RFFA: une campagne de la peur

RFFA une campagne de la peur

Dans la dernière ligne droite avant le vote sur la réforme fiscale et financement de l’AVS (RFFA), la campagne bat son plein. Si le camp bourgeois avec le parti socialiste suisse insistent sur les « compensations sociales » aux mirobolants cadeaux aux actionnaires, leur campagne reste essentiellement construite sur la peur. Une peur savamment distillée grâce à la menace de délocalisations: si le peuple venait à refuser RFFA, alors les multinationales partiraient, générant des pertes d’emplois massives.

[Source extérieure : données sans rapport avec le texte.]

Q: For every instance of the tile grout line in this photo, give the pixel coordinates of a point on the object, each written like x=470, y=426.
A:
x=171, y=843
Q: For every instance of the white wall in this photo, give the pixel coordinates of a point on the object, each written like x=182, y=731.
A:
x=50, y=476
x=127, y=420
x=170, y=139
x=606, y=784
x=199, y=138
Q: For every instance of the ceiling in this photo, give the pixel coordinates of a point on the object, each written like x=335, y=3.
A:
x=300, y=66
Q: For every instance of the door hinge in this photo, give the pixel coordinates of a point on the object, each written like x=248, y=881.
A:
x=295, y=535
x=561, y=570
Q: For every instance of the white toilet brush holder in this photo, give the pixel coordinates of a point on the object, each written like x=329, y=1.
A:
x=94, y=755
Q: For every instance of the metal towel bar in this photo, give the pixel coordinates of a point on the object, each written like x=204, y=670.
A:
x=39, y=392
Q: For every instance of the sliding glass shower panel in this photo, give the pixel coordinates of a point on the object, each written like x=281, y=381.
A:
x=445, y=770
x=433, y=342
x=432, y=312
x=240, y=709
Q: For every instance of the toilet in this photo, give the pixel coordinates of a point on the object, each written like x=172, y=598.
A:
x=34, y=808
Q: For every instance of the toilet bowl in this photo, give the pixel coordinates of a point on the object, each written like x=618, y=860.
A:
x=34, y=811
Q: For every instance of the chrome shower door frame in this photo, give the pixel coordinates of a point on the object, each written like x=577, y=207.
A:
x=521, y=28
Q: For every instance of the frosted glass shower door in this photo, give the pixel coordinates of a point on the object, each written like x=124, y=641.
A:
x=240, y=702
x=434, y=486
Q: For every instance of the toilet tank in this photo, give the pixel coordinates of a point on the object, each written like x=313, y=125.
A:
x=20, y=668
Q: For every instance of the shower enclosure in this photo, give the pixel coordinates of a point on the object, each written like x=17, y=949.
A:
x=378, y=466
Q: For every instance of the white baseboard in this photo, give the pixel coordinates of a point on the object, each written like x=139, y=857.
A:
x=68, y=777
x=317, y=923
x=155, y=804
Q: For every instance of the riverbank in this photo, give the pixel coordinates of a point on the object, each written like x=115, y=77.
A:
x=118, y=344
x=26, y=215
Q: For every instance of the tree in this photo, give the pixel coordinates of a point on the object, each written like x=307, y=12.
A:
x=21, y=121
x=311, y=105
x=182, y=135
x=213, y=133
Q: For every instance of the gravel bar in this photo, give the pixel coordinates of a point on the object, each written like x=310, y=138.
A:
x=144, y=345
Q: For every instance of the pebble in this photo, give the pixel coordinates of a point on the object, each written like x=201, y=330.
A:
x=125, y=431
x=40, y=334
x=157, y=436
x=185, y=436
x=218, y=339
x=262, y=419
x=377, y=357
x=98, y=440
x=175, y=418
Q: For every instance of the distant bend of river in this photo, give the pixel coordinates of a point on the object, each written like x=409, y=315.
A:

À l’inverse, en cas de oui, de nouvelles entreprises viendraient s’installer et créeraient des emplois.

Ce chantage à l’emploi, véritable épine dorsale de leur campagne, est totalement fallacieux. Même avec un refus de RFFA, l’immense majorité des entreprises multinationales resteront. Et pour cause: en comparaison internationale, la Suisse offre des conditions cadres exceptionnelles pour le patronat: degré de qualification du personnel, stabilité politique, qualité des infrastructures, cotisations sociales faibles, etc. Dans la liste des critères de compétitivité recensés par le Crédit Suisse, la fiscalité n’occupe d’ailleurs que la quatrième position. Même en maintenant son taux d’imposition actuel (env. 24%), la Suisse resterait hyper-concurrentielle. Pour les entreprises, trouver des taux plus bas signifierait renoncer à la qualité des conditions cadres. Celles qui partiraient sont des sociétés volatiles qui n’ont que leur siège social en Suisse, ou qu’une boîte aux lettres. La menace sur l’emploi est donc largement surestimée, surtout qu’elle s’appuie sur des chiffres totalement fantaisistes.

Les partisan·ne·s de RFFA exagèrent également les potentiels effets bénéfiques de la réforme. Plusieurs études ont démontré l’absence de corrélation significative entre baisse de la fiscalité sur les bénéfices et création d’emplois. Ceci est d’autant plus vrai qu’environ 80% des actionnaires des grandes entreprises suisses vivent à l’étranger, comme par exemple les cheiks du Qatar, qui font partie des actionnaires principaux de Crédit Suisse, ou le Fonds souverain de Singapour, qui s’est acheté d’importantes parts d’UBS. Ainsi, l’argent gagné par les actionnaires n’a que peu de chances d’être réinjecté dans l’économie suisse.

Cette campagne centrée sur le chantage à l’emploi ne relève pas que d’une simple option idéologique: elle permet d’occulter les conséquences réelles de RFFA sur l’emploi. En effet, la réforme menace très directement des dizaines de milliers d’emplois dans les services publics et dans les entreprises privées qui dépendent de mandats publics.

C’est bien ce coup de force qu’il s’agit de dénoncer et de combattre. Derrière les menaces sur l’emploi privé, la bourgeoisie veut faire passer une offensive contre le secteur public tout en offrant de formidables cadeaux aux actionnaires. Nous devons évidemment mettre toutes nos forces dans cette bataille pour construire de réelles résistances face à cette politique. Que RFFA passe ou non, ces pôles de résistances sur les lieux de travail, dans la rue ou au travers de collectifs anti-austérité, seront très importants dans l’après-19 mai. Alors profitons de cette campagne pour les consolider!